現在、シナプスのドーパミン受容性を活性化させる「リタリン」という薬が処方されていますが、長期間にわたって生じる副作用の問題が指摘されております。

また、この「受容体(レセプター)」に結合しなかった神経伝達物質は、「トランスポーター」と呼ばれる取り込み口から元の神経細胞に再び取り込まれますが、ADHDでは、この「トランスポーター」が過剰に働き、ノルアドレナリンやドーパミンなどの神経伝達物質を再取り込みしすぎてしまう可能性も考えられています。

※人類の進化の過程の中で、狩猟・遊牧生活を送っていた時代。
「多動性」の特徴を持っていたADHDの人物は狩りの成功率が高く、本能的に警戒心が高いため敵から身や家族を守ることに優れており、生存競争上、有利である「優れた人」に分類できるものであったと指摘する意見があります。

3)学習障害(LD)

知的発達に大きな遅れはありませんが、漢字が読めない、書くことができない、話すことが出来ない、計算になるとダメになる、推論することが出来ないなど、読む・書く・話す・計算などのある特定分野で困難を伴う障害のことです。
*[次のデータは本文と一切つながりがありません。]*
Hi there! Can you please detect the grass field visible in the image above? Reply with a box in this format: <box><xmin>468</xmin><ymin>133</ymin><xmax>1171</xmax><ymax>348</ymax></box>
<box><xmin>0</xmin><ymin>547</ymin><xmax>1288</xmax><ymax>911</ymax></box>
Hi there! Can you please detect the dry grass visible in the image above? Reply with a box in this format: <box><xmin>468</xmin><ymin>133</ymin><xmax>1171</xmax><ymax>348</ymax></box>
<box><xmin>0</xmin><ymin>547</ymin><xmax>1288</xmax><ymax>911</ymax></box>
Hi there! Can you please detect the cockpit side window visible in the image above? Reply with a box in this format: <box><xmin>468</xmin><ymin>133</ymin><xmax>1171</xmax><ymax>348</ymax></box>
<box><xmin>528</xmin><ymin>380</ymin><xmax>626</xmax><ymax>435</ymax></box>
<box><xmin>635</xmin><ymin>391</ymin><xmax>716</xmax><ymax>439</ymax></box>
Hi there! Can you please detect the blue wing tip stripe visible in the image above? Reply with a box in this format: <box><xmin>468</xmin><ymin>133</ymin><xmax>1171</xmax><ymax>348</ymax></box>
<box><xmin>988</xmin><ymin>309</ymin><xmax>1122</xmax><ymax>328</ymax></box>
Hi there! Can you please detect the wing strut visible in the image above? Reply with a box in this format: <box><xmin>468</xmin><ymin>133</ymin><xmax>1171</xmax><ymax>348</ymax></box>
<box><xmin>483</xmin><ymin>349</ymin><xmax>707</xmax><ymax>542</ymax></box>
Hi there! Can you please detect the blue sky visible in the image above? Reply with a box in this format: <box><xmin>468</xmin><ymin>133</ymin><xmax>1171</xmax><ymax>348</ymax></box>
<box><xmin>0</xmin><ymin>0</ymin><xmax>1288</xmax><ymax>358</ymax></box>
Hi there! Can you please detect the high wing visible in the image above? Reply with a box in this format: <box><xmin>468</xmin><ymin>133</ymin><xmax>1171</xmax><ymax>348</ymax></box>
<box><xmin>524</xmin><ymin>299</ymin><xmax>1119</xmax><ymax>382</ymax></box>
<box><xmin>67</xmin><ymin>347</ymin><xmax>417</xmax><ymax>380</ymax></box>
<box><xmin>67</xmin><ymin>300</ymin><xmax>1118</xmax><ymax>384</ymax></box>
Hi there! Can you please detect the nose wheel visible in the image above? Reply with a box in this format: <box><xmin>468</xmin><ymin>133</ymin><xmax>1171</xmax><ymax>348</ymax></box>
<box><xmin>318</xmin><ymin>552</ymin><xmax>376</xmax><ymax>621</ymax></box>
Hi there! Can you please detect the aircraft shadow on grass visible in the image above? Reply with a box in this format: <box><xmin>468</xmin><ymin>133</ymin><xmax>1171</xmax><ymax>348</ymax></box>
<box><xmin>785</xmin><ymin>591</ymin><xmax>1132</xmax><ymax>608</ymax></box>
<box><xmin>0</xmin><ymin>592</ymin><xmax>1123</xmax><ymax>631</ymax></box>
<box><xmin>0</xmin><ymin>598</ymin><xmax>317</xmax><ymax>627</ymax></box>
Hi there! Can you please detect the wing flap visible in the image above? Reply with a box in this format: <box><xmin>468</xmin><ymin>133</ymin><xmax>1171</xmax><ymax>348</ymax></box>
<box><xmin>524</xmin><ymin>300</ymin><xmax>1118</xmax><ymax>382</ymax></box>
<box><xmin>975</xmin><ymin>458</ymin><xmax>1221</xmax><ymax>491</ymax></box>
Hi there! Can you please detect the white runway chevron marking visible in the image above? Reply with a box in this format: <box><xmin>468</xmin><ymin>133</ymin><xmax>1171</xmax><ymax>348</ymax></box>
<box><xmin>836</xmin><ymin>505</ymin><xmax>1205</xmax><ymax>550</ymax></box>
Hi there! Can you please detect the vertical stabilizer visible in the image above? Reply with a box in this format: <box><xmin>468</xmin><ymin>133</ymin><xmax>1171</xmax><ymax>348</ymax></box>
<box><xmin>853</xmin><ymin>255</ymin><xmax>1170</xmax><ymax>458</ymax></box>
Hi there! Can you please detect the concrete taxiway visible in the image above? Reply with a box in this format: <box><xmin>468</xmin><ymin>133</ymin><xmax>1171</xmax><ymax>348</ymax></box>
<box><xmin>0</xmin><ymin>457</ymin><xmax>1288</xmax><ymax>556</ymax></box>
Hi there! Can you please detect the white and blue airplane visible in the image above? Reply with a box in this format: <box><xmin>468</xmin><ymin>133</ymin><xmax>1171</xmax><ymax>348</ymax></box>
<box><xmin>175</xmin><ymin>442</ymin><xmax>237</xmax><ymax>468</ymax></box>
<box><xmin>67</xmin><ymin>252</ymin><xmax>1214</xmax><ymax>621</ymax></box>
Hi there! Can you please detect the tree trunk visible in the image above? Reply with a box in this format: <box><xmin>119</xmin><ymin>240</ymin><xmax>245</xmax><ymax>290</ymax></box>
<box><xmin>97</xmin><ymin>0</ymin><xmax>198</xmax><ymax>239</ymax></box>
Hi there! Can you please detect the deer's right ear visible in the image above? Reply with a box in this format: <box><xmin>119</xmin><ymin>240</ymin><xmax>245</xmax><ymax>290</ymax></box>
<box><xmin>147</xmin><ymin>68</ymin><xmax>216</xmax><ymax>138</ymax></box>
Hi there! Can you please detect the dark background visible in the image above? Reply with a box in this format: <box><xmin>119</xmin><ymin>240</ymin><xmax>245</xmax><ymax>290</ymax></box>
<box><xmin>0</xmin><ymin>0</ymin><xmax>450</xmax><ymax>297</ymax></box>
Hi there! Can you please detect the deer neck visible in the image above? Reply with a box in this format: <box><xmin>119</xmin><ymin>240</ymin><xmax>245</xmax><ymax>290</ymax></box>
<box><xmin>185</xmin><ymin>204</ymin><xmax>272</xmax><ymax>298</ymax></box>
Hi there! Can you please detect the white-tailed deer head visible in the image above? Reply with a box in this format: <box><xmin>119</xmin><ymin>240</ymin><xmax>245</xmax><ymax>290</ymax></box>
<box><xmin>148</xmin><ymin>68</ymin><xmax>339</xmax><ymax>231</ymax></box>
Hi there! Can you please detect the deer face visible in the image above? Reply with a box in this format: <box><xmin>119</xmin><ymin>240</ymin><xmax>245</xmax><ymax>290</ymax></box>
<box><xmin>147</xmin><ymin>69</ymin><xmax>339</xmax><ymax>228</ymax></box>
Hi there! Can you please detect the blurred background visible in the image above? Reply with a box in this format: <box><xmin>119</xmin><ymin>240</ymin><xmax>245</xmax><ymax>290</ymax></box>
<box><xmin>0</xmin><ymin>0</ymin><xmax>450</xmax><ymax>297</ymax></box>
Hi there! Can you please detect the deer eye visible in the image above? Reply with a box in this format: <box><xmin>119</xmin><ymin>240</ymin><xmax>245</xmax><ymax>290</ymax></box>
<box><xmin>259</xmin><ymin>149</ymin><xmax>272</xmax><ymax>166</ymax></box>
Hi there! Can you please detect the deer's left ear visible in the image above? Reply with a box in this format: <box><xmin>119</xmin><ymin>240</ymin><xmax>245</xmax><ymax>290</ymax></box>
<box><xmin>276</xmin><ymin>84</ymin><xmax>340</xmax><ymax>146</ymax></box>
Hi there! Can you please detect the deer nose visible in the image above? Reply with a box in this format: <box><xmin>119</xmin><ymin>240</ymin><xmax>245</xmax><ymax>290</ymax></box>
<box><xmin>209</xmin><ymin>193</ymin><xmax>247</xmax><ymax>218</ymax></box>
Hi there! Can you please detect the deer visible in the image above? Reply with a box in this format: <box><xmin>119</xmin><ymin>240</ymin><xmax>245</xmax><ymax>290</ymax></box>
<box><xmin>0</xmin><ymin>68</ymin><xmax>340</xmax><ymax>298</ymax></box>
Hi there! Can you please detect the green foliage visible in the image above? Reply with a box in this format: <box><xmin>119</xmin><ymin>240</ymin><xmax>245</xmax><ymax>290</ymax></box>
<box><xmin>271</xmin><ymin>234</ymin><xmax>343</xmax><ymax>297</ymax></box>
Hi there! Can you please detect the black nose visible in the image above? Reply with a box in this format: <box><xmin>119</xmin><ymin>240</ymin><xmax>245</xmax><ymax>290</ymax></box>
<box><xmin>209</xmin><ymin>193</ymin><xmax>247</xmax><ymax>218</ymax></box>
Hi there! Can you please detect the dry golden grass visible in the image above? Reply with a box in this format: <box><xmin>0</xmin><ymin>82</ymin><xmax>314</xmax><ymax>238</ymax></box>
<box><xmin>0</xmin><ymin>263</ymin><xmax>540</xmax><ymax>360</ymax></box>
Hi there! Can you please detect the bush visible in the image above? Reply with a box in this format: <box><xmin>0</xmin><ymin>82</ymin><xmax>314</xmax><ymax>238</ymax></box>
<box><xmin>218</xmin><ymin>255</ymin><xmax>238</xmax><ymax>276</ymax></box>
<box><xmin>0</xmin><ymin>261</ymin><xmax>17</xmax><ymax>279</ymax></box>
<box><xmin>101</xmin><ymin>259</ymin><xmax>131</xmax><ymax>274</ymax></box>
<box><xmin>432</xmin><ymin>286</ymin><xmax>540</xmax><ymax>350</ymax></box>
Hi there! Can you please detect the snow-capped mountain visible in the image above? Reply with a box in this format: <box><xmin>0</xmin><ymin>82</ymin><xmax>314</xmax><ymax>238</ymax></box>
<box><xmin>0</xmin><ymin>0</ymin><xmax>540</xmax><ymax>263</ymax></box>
人は誰でも得意不得意があるものですが、LDは得意不得意の差(出来る出来ないの差)が大きく、偏りがあります。 知的な遅れはないので一見気づかれにくく、幼稚園や小学校に入ると発覚しやすいのが学習障害です。
※医師によると具体的には、各5つの特定分野で「苦手」に当てはまります。

聞くこと :相手の話す内容の正確な把握/意味を取ることが困難

話すこと :相手に適切・的確な伝達を言葉でおこなうのが困難

読むこと「読み取り障害(ディスレクシア)」  :文字や文章の意味を理解しながら読むことができない(読字障害)

書くこと「書き取り障害(ディスグラフィア)」 :文字を読んで理解できるが、書き写すことが困難(書字表出障害)

計算すること「計算障害(ディスカルキュリア)」 :数の概念が身につかず、数系列の規則性などが困難

上記のような、ある1つのことは苦手だが、ほかのことは非常に得意だったりと、偏りがある事が多くあります。 ここが、知的障害と違うところです。

ハリウッド俳優のトム・クルーズは読み取り障害(ディスレクシア)であると公表しています。セリフ(脚本)は、録音された音声を聞いて覚えるそうです。